I really love this build. I have decided when I build my new smoker that i want to build one like this. I have one question how does the burn chamber work? Do you start a fire then pile charcoal on top or is the fire in a separate compartment? Any pics would be appreciated. Also once again awesome build I'm very jealous.


----------



## jtburf

I start a batch of charcoal in a chimney, when its good and hot I dump in the chute and then fill with lump and some chunks of Pecan, Oak, or what ever you like.

I only add pieces about the size of a softball or smaller and only a few.

See below at the attached and it will show how the system works.


----------



## msf62000

I get it now. Is the air vent on the ash chamber or where the actual fire is? Thanks for your help.


----------



## fishfeeder

You have really got me wanting to build a GF smoker now...


----------



## jtburf

msf62000 said:


> I get it now. Is the air vent on the ash chamber or where the actual fire is? Thanks for your help.


The "Air vent" actually a small 5cfm fan comes in just below the fire box and is controlled by a small PID. You set a temp, the fan will cycle until that temp is reached and then shutoff, when the temp drops a few degrees the fan cycles again. this limits how much oxygen the fire get so it does not run away and maintains the desired temp you want for cooking.

If you look at this picture you will see a small nipple where the fan is connected.

Thanks all,
John


----------



## jtburf

fishfeeder said:


> You have really got me wanting to build a GF smoker now...


Do it and you will love it!

It is really nice being able to go run errands, do stuff away from the house and not worry about running out of wood, fire dyeing, ETC when your smoking.

This one is admittedly larger than I really need, for the casual smoker a 16"x 24"x24" smoke box would be perfect.

That would allow the whole unit to be smaller.

John


----------



## babyd1971

Do you know anyone in the Houston area that makes these to sale? The smaller one you described would be perfect. I don"t have the tools or skill to weld one myself. Nice build!!


----------



## jtburf

babyd1971 said:


> Do you know anyone in the Houston area that makes these to sale? The smaller one you described would be perfect. I don"t have the tools or skill to weld one myself. Nice build!!


Pitmaker here in Houston builds them, they call theirs the Vault.

http://pitmaker.com/product/vin/?vin=23362368

The original design came from Stumps in Georgia.

http://www.stumpssmokers.com/

Hope it helps.

John


----------



## babyd1971

Thanks for the info! I might go by Pitmaker. There stuff looks really nice!


----------



## TXborn

jtburf said:


> Pitmaker here in Houston builds them, they call theirs the Vault.
> 
> http://pitmaker.com/product/vin/?vin=23362368
> 
> The original design came from Stumps in Georgia.
> 
> http://www.stumpssmokers.com/
> 
> Hope it helps.
> 
> John


I don't believe the "vault" is a gravity fed smoker. It looks like it is just a vertical smoker. I could be wrong, wouldn't be the first or last time

Jesse


----------



## jtburf

babyd1971 said:


> Thanks for the info! I might go by Pitmaker. There stuff looks really nice!
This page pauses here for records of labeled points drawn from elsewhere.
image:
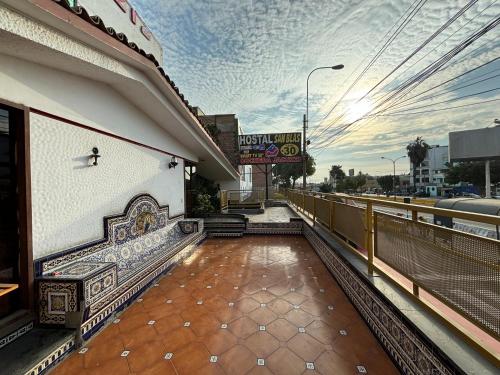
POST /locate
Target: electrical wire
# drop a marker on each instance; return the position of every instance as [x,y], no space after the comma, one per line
[399,29]
[432,68]
[419,48]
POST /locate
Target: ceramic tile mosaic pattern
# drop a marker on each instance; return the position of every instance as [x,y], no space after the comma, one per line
[409,348]
[137,246]
[253,305]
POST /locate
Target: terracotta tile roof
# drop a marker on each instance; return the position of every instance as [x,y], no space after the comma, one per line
[96,21]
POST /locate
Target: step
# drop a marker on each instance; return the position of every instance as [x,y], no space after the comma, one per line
[39,347]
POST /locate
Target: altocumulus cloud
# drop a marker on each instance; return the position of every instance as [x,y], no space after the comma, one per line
[252,58]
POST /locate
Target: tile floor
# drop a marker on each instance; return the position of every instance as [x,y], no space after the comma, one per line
[252,305]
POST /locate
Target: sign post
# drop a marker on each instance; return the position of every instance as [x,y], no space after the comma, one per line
[270,148]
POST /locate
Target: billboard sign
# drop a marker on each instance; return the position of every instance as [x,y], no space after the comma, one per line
[270,148]
[477,144]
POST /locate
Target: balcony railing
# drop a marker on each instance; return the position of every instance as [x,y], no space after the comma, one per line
[456,269]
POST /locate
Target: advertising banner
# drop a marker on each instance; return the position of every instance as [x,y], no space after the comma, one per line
[270,148]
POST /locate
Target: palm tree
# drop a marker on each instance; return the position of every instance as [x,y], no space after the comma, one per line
[417,151]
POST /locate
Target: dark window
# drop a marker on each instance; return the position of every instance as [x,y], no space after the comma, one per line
[9,247]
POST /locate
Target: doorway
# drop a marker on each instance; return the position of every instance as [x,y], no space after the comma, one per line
[16,265]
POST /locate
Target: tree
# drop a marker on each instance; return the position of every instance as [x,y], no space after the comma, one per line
[293,171]
[385,182]
[417,151]
[325,187]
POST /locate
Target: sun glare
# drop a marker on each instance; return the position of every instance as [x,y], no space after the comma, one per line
[359,109]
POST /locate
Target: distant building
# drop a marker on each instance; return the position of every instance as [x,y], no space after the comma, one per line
[404,182]
[431,172]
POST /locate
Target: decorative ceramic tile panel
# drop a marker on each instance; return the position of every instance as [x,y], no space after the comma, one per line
[138,246]
[408,347]
[292,227]
[55,298]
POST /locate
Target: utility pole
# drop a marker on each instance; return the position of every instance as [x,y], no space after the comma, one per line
[488,179]
[304,157]
[306,120]
[394,172]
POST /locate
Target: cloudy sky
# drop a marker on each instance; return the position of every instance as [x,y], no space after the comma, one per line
[252,58]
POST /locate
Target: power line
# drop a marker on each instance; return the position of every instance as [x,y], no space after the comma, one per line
[400,28]
[406,112]
[422,45]
[440,109]
[440,44]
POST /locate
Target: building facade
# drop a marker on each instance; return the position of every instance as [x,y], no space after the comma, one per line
[94,138]
[431,172]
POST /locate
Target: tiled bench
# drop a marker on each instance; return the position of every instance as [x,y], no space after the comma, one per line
[98,278]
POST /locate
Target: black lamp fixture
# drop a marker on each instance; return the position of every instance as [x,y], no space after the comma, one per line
[95,155]
[173,162]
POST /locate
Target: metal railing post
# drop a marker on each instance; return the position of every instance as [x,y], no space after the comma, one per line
[414,217]
[330,219]
[369,235]
[314,210]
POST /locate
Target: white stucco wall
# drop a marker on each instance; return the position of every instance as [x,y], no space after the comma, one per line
[79,99]
[70,198]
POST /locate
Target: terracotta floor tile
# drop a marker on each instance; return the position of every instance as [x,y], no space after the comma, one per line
[282,329]
[204,324]
[190,358]
[238,360]
[251,288]
[299,317]
[294,298]
[192,312]
[262,344]
[117,366]
[159,368]
[160,310]
[146,356]
[227,314]
[279,306]
[243,327]
[331,363]
[168,323]
[71,365]
[306,347]
[129,322]
[323,332]
[247,304]
[239,344]
[259,370]
[138,336]
[178,338]
[263,296]
[263,315]
[220,341]
[285,362]
[215,303]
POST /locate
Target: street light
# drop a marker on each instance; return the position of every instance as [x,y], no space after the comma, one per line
[306,121]
[394,174]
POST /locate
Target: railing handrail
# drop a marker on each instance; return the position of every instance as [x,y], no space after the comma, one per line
[369,225]
[472,216]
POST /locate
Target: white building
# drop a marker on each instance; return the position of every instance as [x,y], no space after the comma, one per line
[92,130]
[431,171]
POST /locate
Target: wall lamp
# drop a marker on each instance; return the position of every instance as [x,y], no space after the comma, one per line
[95,155]
[173,162]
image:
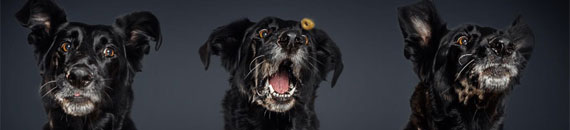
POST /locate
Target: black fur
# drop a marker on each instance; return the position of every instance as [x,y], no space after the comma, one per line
[252,59]
[87,70]
[465,73]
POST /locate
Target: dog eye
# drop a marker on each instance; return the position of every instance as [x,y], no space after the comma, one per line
[462,40]
[109,52]
[306,39]
[263,33]
[65,46]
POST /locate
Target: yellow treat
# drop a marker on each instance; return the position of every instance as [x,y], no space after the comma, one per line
[307,24]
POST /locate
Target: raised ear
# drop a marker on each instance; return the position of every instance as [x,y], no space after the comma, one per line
[421,27]
[43,17]
[522,36]
[328,54]
[139,28]
[225,42]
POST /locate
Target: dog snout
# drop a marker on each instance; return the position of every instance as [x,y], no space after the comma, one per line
[79,77]
[502,46]
[290,39]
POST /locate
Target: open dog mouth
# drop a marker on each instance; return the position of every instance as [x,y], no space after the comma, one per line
[279,89]
[78,105]
[494,76]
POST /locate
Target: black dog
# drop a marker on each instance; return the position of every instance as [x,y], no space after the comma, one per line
[465,73]
[275,67]
[87,70]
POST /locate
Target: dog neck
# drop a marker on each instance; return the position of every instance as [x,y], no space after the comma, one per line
[448,109]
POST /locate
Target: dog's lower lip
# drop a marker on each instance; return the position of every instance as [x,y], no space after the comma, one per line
[496,71]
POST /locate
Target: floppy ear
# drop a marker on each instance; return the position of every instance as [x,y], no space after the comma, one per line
[139,28]
[328,54]
[522,36]
[225,42]
[421,28]
[43,17]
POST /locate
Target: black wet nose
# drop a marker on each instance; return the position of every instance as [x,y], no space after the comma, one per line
[502,46]
[290,39]
[79,77]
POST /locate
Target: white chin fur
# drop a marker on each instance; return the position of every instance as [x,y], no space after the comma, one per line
[495,83]
[78,109]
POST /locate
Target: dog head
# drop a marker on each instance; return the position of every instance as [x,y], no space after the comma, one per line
[485,59]
[275,62]
[84,66]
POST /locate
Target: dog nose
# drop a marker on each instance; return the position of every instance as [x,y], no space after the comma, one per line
[290,39]
[502,46]
[79,77]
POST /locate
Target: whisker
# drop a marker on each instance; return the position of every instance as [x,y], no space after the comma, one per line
[461,71]
[315,59]
[45,84]
[49,91]
[254,59]
[254,68]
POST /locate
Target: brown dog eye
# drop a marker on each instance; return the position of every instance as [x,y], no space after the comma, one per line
[306,40]
[65,46]
[263,33]
[462,40]
[109,52]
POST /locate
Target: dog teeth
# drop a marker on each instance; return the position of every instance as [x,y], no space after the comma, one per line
[270,87]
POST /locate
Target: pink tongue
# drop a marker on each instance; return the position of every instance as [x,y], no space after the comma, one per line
[280,82]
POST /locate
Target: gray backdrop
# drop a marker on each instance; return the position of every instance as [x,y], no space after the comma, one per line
[174,91]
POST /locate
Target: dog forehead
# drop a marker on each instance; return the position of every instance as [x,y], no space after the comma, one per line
[277,23]
[85,31]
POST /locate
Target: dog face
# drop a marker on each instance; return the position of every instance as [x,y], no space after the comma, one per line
[470,56]
[274,62]
[84,66]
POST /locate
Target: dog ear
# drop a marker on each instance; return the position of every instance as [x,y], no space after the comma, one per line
[225,42]
[139,28]
[43,17]
[522,37]
[328,54]
[421,27]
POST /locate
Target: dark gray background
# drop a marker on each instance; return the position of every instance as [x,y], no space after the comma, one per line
[174,91]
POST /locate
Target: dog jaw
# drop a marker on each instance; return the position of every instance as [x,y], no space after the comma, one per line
[282,99]
[495,76]
[77,102]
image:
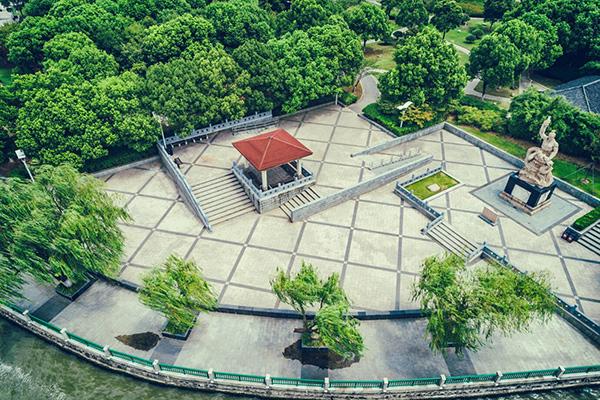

 I do not remember his name however a member of 2cool purchased a vault a short while back, you can do a search and see of you can find it incase you have real world questions.

John


----------



## jtburf

Finally got her painted and then put a few UH stickers on her, smoked 2 briskets, 5 racks of ribs, 1 pork roast and 2 chickens for sons 21st Birthday last weekend.

Wish I would have taken pics of the meat it was devoured by every one.

John


----------